Все это еще далеко впереди — кандалы семейной жизни, походы в «ИКЕА» и за праздничными подарками в «Дьерба», вечера с детьми и непременной канарейкой.
Издалека, преодолев немалое расстояние через половину Лидии и коридор, долетело треньканье звонка. Возилась бы с ключами, так и не услышала бы. Лидия, наверное, уже уснула. Но если ее не разбудил первый звонок, то второй вполне мог. Рут на цыпочках метнулась к передней двери, надеясь, что звонящему хватит терпения подождать.
За порогом стояла девушка-подросток в старой армейской шинели. Веснушки, взлохмаченные, как разграбленное птичье гнездо, волосы и бегающие глаза.
— Привет, я по программе.
Она отвернула лацкан шинели и повернулась так, чтобы Рут увидела значок с рекламой реабилитационной клиники для наркоманов. Уж не позвонила ли Лидия под влиянием их разговора о дурных привычках по горячей линии? Уж не по ее ли, Рут, душу явилась эта юная спасительница?
Но нет, девушка больше смахивала на бродяжку, чем на увещевателя, и в программу попала, должно быть, не по своей воле.
— Очень приятно, — сказала Рут.
— Я художница.
— Еще приятнее.
Девушка сунула в рот сигарету, чиркнула зажигалкой и глубоко и с жадностью затянулась.
— Я… типа как… ну, продаю свое. Хожу по домам, предлагаю.
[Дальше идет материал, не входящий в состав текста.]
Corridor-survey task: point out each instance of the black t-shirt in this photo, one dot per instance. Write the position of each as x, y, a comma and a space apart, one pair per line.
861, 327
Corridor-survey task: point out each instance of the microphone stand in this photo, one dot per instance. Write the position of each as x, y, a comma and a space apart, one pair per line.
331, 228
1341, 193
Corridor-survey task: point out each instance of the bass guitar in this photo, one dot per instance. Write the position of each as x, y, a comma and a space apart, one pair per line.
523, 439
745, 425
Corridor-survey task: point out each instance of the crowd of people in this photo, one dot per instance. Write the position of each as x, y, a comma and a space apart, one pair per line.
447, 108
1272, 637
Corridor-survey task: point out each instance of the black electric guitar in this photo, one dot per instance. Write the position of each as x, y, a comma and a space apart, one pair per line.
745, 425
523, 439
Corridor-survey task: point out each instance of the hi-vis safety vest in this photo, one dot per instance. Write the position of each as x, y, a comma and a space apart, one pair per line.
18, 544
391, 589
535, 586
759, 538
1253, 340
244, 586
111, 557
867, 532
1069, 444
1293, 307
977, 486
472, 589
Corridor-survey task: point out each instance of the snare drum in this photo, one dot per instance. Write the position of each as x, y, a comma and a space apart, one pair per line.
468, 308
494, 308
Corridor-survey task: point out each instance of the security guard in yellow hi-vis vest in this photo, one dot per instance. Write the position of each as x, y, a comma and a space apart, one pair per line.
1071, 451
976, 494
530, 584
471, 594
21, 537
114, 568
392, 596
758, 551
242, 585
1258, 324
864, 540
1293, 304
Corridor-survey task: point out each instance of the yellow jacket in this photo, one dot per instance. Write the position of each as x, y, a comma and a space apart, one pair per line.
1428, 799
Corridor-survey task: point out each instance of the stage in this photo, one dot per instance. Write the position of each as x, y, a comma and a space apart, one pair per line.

Это часть программы.
Она наклонилась, развязала тесемки на зажатой между ног папке, оклеенной радужными полосками голографической ленты, вытащила первый попавший под руку лист формата А-2 и протянула его Рут.
— Здесь вот сова… это вроде как мудрость. Сидит на дереве и смотрит на все то дерьмо, что творится внизу.
— А что это за парни в тюрбанах… за скалой?
— Террористы. Они типа как планируют решающий удар. Ну, там, химическую атаку.
— А эти?
— Они просто стреляют.
Девушка вытащила второй листок.
— Ого, — произнесла Рут.
— У них… в общем, вроде как раковины на спине.
— Понятно.
— Раковины вроде бы пустые, но на самом деле не пустые. Там люди… в раковинах. Только они не хотят выходить. У некоторых есть щели, дырочки, и они через них смотрят, а у большинства нет ничего. Они типа отверженные. Не могут нормально общаться.
— А вот та голая личность в середине? Без раковины, но со щупальцами на голове?
Девушка ухмыльнулась:
— Это я.
Рут улыбнулась в ответ:
— Я так и подумала.
Художница наклонилась и начала перебирать листы, отыскивая, наверное, шедевр, который должен был уничтожить последние сомнения потенциальной покупательницы.
Рут почесала голову. По каналу медленно проплывала плоскодонка с двумя женщинами, лица которых наполовину скрывали шарфы. На корме стояла детская пластмассовая мельница, издававшая высокий переливчатый звук.